Mike Haas

Personal information
- Full name: Michael Haas!
- Date of birth: February 3, 1958
- Place of birth: San Francisco, California, U.S.
- Height: 6 ft 0 in (1.83 m)
- Position: Defender

Youth career
- 1976–1977: Skyline College
- 1978–1979: Colorado College

Senior career*
- Years: Team / Apps / (Gls)
- 1980: Dallas Tornado / 1 / (0)
- 1980–1982: Denver Avalanche (indoor) / 69 / (0)
- Colorado Comets
- 1990: Colorado Foxes

Managerial career
- Colorado Foxes (assistant)

= Mike Haas =

American soccer player and coach

Mike Haas is an American retired soccer defender who played professionally in the North American Soccer League and Major Indoor Soccer League. He has also served as an assistant coach with both professional and U.S. national teams.

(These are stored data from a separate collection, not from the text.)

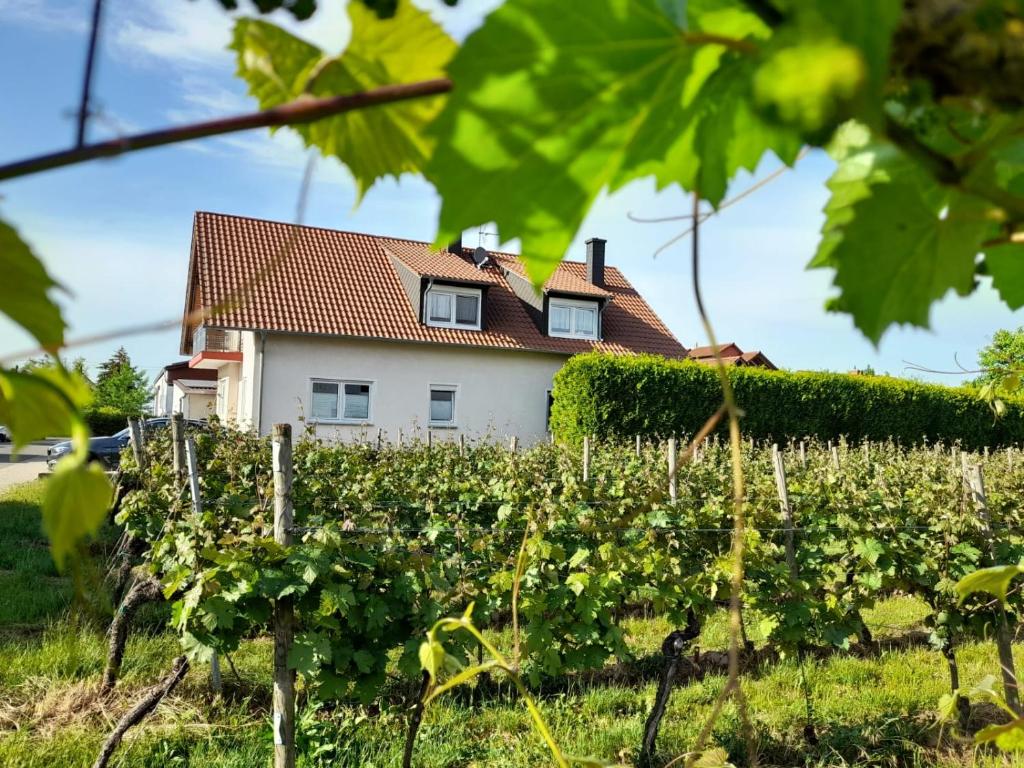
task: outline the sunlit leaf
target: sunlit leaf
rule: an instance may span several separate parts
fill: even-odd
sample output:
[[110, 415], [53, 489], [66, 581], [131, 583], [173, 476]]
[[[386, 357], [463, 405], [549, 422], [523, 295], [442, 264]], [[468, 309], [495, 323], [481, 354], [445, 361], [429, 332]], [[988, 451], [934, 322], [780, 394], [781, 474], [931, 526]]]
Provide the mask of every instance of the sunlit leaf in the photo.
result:
[[17, 231], [0, 220], [0, 312], [28, 331], [43, 347], [64, 343], [64, 318], [49, 297], [56, 281]]
[[502, 239], [521, 240], [539, 284], [603, 189], [653, 176], [717, 203], [766, 151], [793, 159], [799, 138], [762, 119], [750, 95], [751, 40], [768, 28], [738, 4], [691, 3], [681, 32], [669, 10], [509, 0], [470, 35], [431, 127], [438, 243], [493, 221]]
[[[350, 3], [348, 13], [352, 38], [339, 57], [328, 56], [270, 22], [236, 23], [231, 47], [238, 54], [238, 74], [261, 108], [302, 94], [337, 96], [444, 76], [455, 43], [425, 11], [403, 0], [394, 17], [386, 20], [359, 3]], [[423, 169], [433, 147], [425, 128], [443, 98], [361, 109], [294, 130], [307, 146], [345, 163], [362, 196], [381, 177]]]
[[1010, 309], [1024, 307], [1024, 243], [1003, 243], [985, 249], [992, 287]]
[[1001, 725], [986, 725], [974, 734], [974, 742], [995, 742], [997, 747], [1007, 752], [1024, 750], [1024, 717]]
[[987, 592], [998, 598], [1000, 602], [1005, 603], [1010, 582], [1020, 573], [1024, 573], [1024, 565], [996, 565], [991, 568], [981, 568], [960, 579], [956, 583], [956, 593], [963, 601], [974, 592]]
[[58, 569], [63, 569], [75, 547], [92, 536], [106, 519], [113, 488], [103, 468], [70, 457], [57, 464], [46, 481], [43, 530]]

In 1980, Haas began his professional career with the Dallas Tornado of the North American Soccer League. That fall, he moved to the Denver Avalanche of the Major Indoor Soccer League for two seasons. He later played for the Colorado Comets of the USISL. In 1990, he both played for and served as an assistant coach with the Colorado Foxes of the American Professional Soccer League.

Following his retirement from playing, Haas has coached at the youth level and served as an assistant coach with several U.S. national youth teams.